19 April -11 May 2019

She crouches to balance on her toes. Her long fingers are black with ink. Her expression is intent and fixed, pupils dilated. Holding the brush perpendicular to the paper, in the manner typical of Japanese calligraphy, she paints long flowing strokes. Each line is an extension of the energy from her body, a pulling out from her innermost self. The small gallery’s walls were lined shoulder to shoulder. People breathed quietly. Ink pattered to the floor.

This was my experience of Dominique Marriott’s exhibition opening event. Her solo show, If the mind is correct, the brush is correct at Freit Contemporary just closed last month. But the opening night itself held a kind of heavy, magical pause of slow time experience, as for the first time ever, Dominique painted live in front of a captivated audience. A nude model (Tyla Jane Armstrong, also an emerging Hamilton artist in her own right) gently moved between poses while Dominique worked. Using sheet after sheet, the artist painted rapidly, held in a meditative focus.

This performance offered viewers a rare glimpse into how Dominique created the works in the exhibition. While it demystified her artistic process, the audience was also captured in the rich atmosphere of the experience, so much that the feeling was almost of being allowed to witness something profoundly sacred.

Dominique Marriott has been working in the genre of life drawing for several years, but within the last twelve months her style has changed dramatically. Her previous approach which featured thin delicate lines, realistic proportions and perspective and a high level of linear detail has been wildly abandoned. The works in this exhibition have thick, uneven brush strokes, and the form of the body is suggested rather than spelled out.

Consequently, the works are semi-abstract and playfully naïve, like the inked nudes by Matisse or the splashy scrawls of Max Gimblett. However, this expressive style, as loose and instantaneous as it seems, is only possible through her history of naturalistic depiction of the body. Her attention to form comes from obsessive observation of the minute details of bodies. Then this intimate familiarity is translated back into smooth strokes that caress the edges of form.

This difference in style is a direct result of a change in methodology, but also a change in media, from thin charcoal pencils to using liquid ink and high quality calligraphy brushes. She uses calligraphy brushes made of weasel hair or aged goat wool. These are made by a highly specialised brush master who aligns the natural tips of each hair by hand to form the desired shape instead of trimming them. This means that there is an extra buoyancy to her brushes.

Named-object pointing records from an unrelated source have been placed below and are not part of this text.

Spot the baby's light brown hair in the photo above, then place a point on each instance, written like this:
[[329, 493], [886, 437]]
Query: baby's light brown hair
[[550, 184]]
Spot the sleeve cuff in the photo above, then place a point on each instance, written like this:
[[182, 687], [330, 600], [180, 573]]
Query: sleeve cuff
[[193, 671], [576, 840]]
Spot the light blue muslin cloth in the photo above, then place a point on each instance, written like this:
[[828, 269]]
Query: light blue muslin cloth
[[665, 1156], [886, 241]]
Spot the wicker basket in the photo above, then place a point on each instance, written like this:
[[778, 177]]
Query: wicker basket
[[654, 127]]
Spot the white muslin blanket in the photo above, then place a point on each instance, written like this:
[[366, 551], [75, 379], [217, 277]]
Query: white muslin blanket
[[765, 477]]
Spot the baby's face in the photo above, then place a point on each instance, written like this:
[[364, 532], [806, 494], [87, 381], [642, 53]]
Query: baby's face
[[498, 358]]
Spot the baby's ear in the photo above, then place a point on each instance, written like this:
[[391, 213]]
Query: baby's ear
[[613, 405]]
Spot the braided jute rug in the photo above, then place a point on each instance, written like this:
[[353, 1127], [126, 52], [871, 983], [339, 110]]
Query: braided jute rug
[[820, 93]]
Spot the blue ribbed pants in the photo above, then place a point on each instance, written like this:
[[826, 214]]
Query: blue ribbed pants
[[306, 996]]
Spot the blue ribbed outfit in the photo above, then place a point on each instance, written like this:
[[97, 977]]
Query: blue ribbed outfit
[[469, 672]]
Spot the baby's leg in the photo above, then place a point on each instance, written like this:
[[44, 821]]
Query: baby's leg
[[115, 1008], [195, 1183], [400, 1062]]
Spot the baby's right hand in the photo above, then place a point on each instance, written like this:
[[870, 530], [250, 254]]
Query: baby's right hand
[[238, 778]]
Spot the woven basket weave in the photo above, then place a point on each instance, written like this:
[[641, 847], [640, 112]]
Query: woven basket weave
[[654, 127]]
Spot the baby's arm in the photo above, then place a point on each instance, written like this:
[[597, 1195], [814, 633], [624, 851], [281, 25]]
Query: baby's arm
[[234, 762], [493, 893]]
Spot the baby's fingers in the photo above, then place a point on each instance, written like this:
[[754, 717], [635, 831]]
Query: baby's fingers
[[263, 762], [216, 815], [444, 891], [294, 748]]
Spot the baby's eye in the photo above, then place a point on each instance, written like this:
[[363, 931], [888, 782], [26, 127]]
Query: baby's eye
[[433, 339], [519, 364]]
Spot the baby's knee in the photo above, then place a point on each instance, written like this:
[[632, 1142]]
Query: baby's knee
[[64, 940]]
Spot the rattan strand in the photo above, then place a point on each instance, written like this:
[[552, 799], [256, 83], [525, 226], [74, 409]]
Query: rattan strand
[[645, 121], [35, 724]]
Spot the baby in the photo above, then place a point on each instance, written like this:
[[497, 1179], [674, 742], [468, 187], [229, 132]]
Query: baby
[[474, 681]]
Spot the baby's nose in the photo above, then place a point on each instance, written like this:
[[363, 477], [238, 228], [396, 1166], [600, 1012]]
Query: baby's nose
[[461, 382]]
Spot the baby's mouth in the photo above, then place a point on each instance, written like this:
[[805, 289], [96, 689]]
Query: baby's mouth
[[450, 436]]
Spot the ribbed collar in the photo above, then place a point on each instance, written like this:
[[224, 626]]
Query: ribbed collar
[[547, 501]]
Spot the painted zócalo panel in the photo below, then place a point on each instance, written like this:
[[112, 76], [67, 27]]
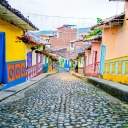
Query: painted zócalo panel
[[116, 70]]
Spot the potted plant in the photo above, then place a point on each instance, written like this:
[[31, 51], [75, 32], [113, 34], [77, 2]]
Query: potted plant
[[33, 48], [36, 51]]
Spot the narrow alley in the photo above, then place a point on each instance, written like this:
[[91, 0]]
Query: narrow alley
[[63, 101]]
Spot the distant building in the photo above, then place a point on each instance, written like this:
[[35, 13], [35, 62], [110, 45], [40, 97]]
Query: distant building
[[65, 34]]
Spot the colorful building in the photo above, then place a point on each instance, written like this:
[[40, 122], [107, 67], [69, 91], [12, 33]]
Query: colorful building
[[12, 53], [64, 35], [92, 56], [114, 64]]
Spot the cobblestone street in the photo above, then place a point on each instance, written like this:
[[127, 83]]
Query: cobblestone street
[[63, 101]]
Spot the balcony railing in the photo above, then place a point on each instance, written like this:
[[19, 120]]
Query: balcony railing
[[92, 70]]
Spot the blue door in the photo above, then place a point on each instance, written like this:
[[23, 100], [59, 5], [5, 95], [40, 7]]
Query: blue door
[[2, 56], [102, 58]]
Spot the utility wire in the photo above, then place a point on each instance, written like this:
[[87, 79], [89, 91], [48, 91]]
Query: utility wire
[[60, 16]]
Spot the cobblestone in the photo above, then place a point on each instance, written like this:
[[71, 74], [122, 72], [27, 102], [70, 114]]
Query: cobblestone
[[63, 101]]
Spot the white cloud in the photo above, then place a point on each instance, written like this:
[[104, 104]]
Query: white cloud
[[66, 8]]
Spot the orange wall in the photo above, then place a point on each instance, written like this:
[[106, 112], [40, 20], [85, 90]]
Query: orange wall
[[88, 57]]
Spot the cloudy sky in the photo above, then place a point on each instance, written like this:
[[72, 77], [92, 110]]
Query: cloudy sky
[[50, 14]]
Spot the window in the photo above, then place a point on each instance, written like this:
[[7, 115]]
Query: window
[[72, 44]]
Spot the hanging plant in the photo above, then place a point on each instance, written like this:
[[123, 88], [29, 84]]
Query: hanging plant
[[36, 51], [43, 47], [33, 48], [24, 38]]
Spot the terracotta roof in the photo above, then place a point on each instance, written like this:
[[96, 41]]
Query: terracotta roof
[[76, 40], [110, 20], [119, 0], [15, 17], [94, 38]]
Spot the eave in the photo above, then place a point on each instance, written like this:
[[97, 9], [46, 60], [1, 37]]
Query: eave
[[110, 22], [120, 0]]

Dominique draws heavily on Zen, the Japanese school of Buddhism in her approach to art making. She is currently apprenticed to training under Akiko Crowther, a Grand Master of Japanese Calligraphy at the Nelson Yū Yū Japanese Calligraphy School. Zen prioritises striving toward individual enlightenment through a direct and practical approach. By removing elaborate rituals and objects of worship, it elevates the idea that enlightenment is accessible through self-discipline, meditation, and simple living. The austerity of the Zen lifestyle is intended to draw the individual’s thoughts beyond physical reality.

In Zen philosophy, the ideal is to attain the state of mushin, of a mind free from thoughts. The characters for mushin can be translated as ‘void heart-mind,’ where the void space in Japanese theory can be described as pure and absolute detachment. Zen Masters use calligraphy writing as a powerful tool, both as a vehicle of meditation, and as the creative result of this free expression. Likewise, when Dominique creates, she strives to enter into the state of mushin and the process of mark making becomes a reflection of her mental state. The titular phrase of her exhibition articulates this value: ‘if the mind is correct, the brush is correct‘.

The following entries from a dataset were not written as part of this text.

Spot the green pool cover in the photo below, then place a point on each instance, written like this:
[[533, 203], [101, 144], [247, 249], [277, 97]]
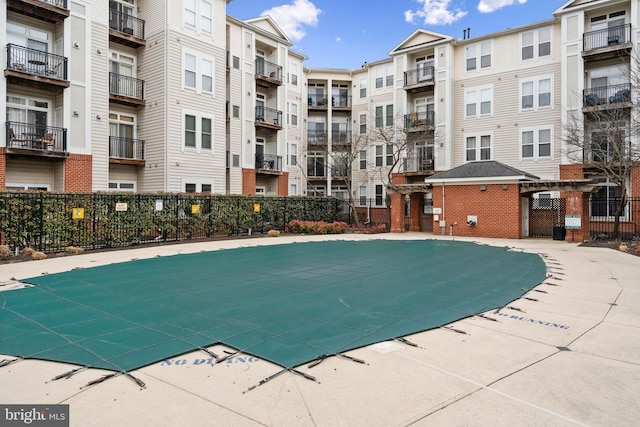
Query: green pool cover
[[289, 304]]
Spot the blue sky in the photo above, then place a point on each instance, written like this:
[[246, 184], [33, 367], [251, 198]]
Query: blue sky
[[326, 32]]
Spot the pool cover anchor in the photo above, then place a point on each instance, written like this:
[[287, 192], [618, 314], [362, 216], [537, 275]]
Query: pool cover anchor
[[277, 374]]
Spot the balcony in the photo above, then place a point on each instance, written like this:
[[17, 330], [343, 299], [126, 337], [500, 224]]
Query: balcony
[[268, 74], [126, 90], [126, 151], [34, 140], [606, 43], [35, 68], [606, 97], [418, 163], [269, 163], [126, 29], [53, 11], [420, 121], [419, 80], [268, 118]]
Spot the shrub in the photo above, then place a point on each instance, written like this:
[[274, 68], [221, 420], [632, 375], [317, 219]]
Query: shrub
[[317, 227]]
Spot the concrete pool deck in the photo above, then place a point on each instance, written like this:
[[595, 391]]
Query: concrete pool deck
[[568, 353]]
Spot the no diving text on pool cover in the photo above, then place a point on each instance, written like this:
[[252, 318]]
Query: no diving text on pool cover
[[34, 415]]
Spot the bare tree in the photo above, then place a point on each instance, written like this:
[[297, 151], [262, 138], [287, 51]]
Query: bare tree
[[603, 136]]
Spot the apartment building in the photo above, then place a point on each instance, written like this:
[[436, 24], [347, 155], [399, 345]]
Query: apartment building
[[135, 95]]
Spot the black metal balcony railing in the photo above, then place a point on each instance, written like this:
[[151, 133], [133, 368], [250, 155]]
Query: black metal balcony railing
[[317, 100], [341, 136], [268, 162], [317, 137], [604, 95], [35, 137], [126, 86], [419, 75], [422, 118], [36, 62], [126, 148], [606, 37], [126, 23], [268, 69], [268, 115]]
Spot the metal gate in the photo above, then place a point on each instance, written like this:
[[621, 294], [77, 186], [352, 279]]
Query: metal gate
[[545, 215]]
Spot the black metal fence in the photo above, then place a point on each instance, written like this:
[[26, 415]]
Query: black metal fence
[[603, 215], [51, 222]]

This is also why Dominique works with traditional materials and paints with the fewest possible ink strokes, quickly and intuitively. The purity of her work has its base in these Zen concepts of spiritual truth as opposed to the illusion of reality. Here, the economy of strokes are mere suggestions and most of the page is left as void space. The body is caught in motion. Instead the thick black lines seduce the viewer into completing the forms in their own rich interior worlds.